Killers411, has done a nice number comparison of each region, which suggests the open has grown 2.5 times since last year!  The fight for regionals will certainly be tougher with all these newcomers.

...and the link from killers411.

Saturday, February 25, 2012

Group thought: Questions to ask during the 2012 open....

Jeff is doing a great job providing a complete dataset this year (see last post for a link), which will allow many people to play with the data and come up with interesting analysis.  It's a ton of hard work and we're very fortunate to have him donating his time to this effort.

That said, what are some of the burning questions people want to ask of the dataset?  Hopefully by getting the questions out, we can have folks discussing the data and questions together.

Here are some of the things I'd like to see during the games.

1)  I'm fond of the height/weight plot for each workout, as I think it gives a quick informative picture of what each WOD.  By week 3 or week 4, is it possible to predict what the last wod should be?  One of my standing predictions is that wall ball will be a part of the open.  I think it's one of the few exercises that helps taller athletes.  Erg likely falls into that category too, but I have trouble thinking that would be required.

2)  At the end of the games, will it be possible to answer how much a year's worth of training helps?  This is a bit tricky, because we'll need someway of understanding if the overall performance of open participants has changed over the years.  Has crossfit's emergence and popularity shifted the performance curve down? 

Feel free to post your own questions, about a specific WOD or of the games overall.

Tuesday, February 21, 2012

The Crossfit Open 2011 dataset, for download

At some point I thought I would write something up more formally about the 2011 Open, but that moment has certainly passed.  Many folks have asked for the data from the 2011 Open, and here it is!

The funny thing is, I have some suspicions that the 2011 Open dataset might be better than the 2012 dataset for the height/weight analyses.  Why?  Part of it is the registration process.  In 2011, when athletes registered, they were asked immediately for their height and weight.  In 2012, these questions have been eliminated, although folks can enter this information freely in their profile.  As a result though, I expect that volunteered information for height/weight will fall off dramatically.  Who knows though, with how big the Open is getting maybe it won't matter?

Click here for a .csv file of the 2011 Open dataset, courtesy of work done by Greg Perkins.  The dataset includes all athletes, including athletes that did not finish all six workouts.  The column headers should be:
- athlete ID,nameURL,age,sex&division,height,weight, overall-points,overall-rank, score1,rank1, score2, rank2, score3,rank3, score4,rank4, score5,rank5, score6,rank6  

Click here for some helpful matlab scripts, including one that breaks the overall dataset into separate structures for each competition category.

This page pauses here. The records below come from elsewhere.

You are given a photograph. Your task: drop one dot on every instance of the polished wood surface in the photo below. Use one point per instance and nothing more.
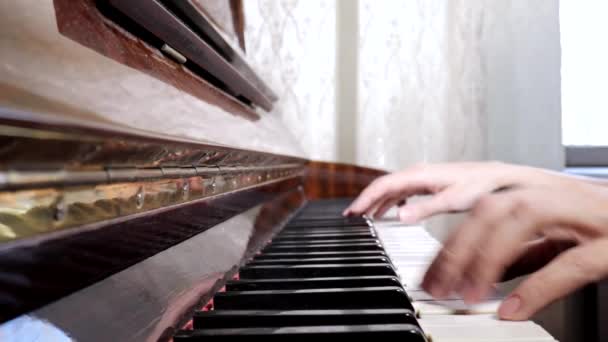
(331, 180)
(82, 21)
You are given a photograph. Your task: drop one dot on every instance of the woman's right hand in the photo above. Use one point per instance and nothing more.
(454, 187)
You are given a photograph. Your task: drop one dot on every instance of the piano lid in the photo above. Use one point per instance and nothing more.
(76, 60)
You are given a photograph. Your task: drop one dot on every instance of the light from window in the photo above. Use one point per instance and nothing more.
(584, 42)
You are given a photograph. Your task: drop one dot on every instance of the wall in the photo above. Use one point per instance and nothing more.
(522, 60)
(436, 80)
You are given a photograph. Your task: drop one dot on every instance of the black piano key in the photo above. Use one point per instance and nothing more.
(310, 283)
(329, 254)
(316, 271)
(332, 236)
(314, 299)
(399, 332)
(324, 242)
(322, 261)
(321, 248)
(323, 231)
(222, 319)
(314, 228)
(312, 222)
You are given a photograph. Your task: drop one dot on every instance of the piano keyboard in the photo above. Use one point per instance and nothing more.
(324, 275)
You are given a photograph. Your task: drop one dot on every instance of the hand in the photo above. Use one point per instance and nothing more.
(494, 237)
(455, 187)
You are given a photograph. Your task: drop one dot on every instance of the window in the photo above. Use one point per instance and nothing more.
(584, 44)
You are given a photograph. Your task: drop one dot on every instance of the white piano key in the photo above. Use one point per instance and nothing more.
(483, 328)
(412, 249)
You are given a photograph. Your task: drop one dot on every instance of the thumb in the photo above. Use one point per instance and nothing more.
(566, 273)
(440, 203)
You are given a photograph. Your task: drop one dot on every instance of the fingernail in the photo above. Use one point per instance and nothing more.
(406, 216)
(435, 290)
(509, 307)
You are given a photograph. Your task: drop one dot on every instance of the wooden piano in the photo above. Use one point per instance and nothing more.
(147, 193)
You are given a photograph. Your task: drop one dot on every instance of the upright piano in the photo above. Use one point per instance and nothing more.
(148, 193)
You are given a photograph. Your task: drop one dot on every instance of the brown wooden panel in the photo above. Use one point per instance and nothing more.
(82, 21)
(333, 180)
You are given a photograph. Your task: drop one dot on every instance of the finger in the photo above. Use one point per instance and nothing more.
(569, 271)
(506, 243)
(386, 206)
(443, 202)
(535, 256)
(376, 192)
(499, 249)
(447, 270)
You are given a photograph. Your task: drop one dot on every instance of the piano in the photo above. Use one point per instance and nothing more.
(147, 194)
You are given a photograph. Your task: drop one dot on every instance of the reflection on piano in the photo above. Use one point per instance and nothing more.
(109, 232)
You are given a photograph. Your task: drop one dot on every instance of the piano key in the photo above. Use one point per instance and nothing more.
(301, 255)
(314, 299)
(314, 223)
(310, 283)
(327, 231)
(323, 242)
(334, 236)
(322, 261)
(480, 328)
(412, 249)
(401, 332)
(316, 271)
(220, 319)
(320, 248)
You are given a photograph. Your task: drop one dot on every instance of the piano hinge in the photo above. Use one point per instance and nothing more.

And here for some information about the .csv file and descriptions of the matlab scripts.

Thursday, February 16, 2012

Calling all fellow xfit nerds - help!

So the open is just around the corner... and so is my PhD thesis defense!  I defend April 12th, and this next month or two is going to be jam packed for me.  I'm trying to assemble one more manuscript before I finish and I have yet to start writing - yikes.

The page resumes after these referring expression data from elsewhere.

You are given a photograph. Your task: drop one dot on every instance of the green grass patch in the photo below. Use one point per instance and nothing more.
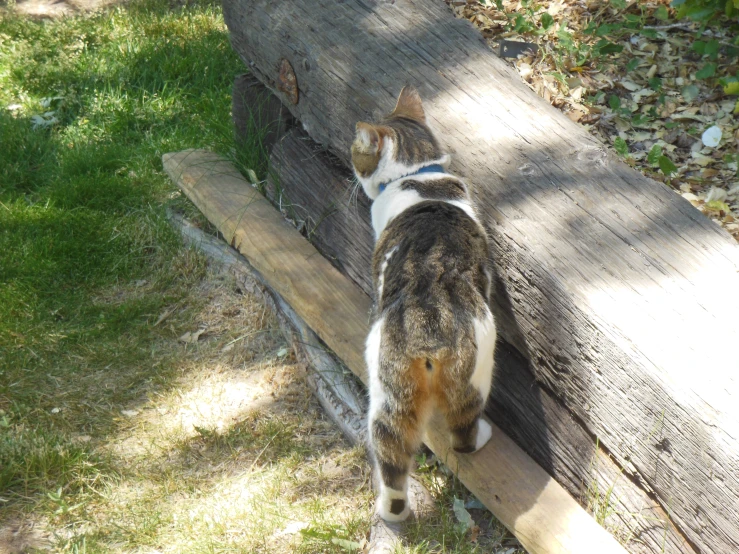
(88, 261)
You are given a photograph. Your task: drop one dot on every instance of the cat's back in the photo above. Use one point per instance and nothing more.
(432, 272)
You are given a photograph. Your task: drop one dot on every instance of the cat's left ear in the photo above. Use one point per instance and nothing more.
(409, 105)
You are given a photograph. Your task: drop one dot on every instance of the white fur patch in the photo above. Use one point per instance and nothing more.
(482, 377)
(393, 201)
(372, 357)
(387, 495)
(390, 204)
(466, 207)
(484, 432)
(381, 284)
(390, 170)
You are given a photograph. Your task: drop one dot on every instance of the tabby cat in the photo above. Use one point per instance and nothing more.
(432, 340)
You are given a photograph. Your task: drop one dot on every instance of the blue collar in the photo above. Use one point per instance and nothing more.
(436, 168)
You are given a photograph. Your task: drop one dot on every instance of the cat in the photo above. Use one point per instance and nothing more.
(432, 339)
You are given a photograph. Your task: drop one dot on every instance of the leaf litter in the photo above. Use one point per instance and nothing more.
(663, 92)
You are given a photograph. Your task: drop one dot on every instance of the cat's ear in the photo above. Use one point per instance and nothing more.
(409, 105)
(371, 136)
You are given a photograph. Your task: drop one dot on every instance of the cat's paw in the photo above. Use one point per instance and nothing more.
(393, 505)
(484, 432)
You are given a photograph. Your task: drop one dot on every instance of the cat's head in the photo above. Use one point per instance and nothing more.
(399, 145)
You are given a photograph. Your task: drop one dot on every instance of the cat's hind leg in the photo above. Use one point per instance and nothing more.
(464, 400)
(396, 416)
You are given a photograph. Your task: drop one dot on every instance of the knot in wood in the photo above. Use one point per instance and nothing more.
(287, 82)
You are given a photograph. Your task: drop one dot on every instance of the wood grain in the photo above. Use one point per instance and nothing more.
(314, 190)
(617, 290)
(526, 500)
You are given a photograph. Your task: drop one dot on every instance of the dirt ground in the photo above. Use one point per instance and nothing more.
(56, 8)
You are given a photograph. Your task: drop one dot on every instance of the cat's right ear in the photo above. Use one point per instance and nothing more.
(370, 136)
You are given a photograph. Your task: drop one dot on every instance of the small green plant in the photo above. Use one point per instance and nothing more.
(706, 10)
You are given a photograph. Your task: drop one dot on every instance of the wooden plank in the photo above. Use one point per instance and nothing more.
(317, 194)
(335, 387)
(525, 499)
(615, 287)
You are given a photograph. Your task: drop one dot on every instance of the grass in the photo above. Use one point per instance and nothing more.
(115, 434)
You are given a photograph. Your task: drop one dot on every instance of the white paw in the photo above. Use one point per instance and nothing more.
(484, 432)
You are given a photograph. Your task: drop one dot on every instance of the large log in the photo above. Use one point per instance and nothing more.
(314, 191)
(525, 499)
(619, 293)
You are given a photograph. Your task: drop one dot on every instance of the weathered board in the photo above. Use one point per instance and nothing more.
(526, 500)
(617, 290)
(316, 194)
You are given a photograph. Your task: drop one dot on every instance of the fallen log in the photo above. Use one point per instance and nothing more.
(614, 287)
(523, 497)
(313, 190)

I'm almost certain that I won't be able to maintain the blog as well as I did last year - and let's be clear, Greg Perkins was a HUGE help in helping me acquire the data in last couple of weeks of 2011.  Without him I probably would have spent many more hours just trying to mine the data.

So at this point, I'm trying to start a discussion among people who would be willing and capable of helping out this year.  I can host the 2012 blog, or somebody else can if they prefer and want to make it look all fancy (instead of the terrible book background I've been using).  I can share the matlab scripts I used to generate the plots last year, which can be easily adapted to other languages.  

I'm just brain storming now, but we need people who can do the following:

1)  Understand how HQ is posting the workout scores on the website, and figure out a way to dump these scores along with all the other athlete information (name, region, age, height, weight) etc.  Greg, are you still around these days?  Do you think your nid trick will work like last year?

2)  Take data dumps in relatively real time and play around with the data, pose a few interesting questions and make some rough plots.  Ideally, this person would also be writing something to go along with their plots.  I can facilitate here a bit and help the crowd.

3)  Folks that can take the plots and clean them up a bit for presentation purposes.

I think that's all for now.  Please comment if you think you have the skill and desire to help!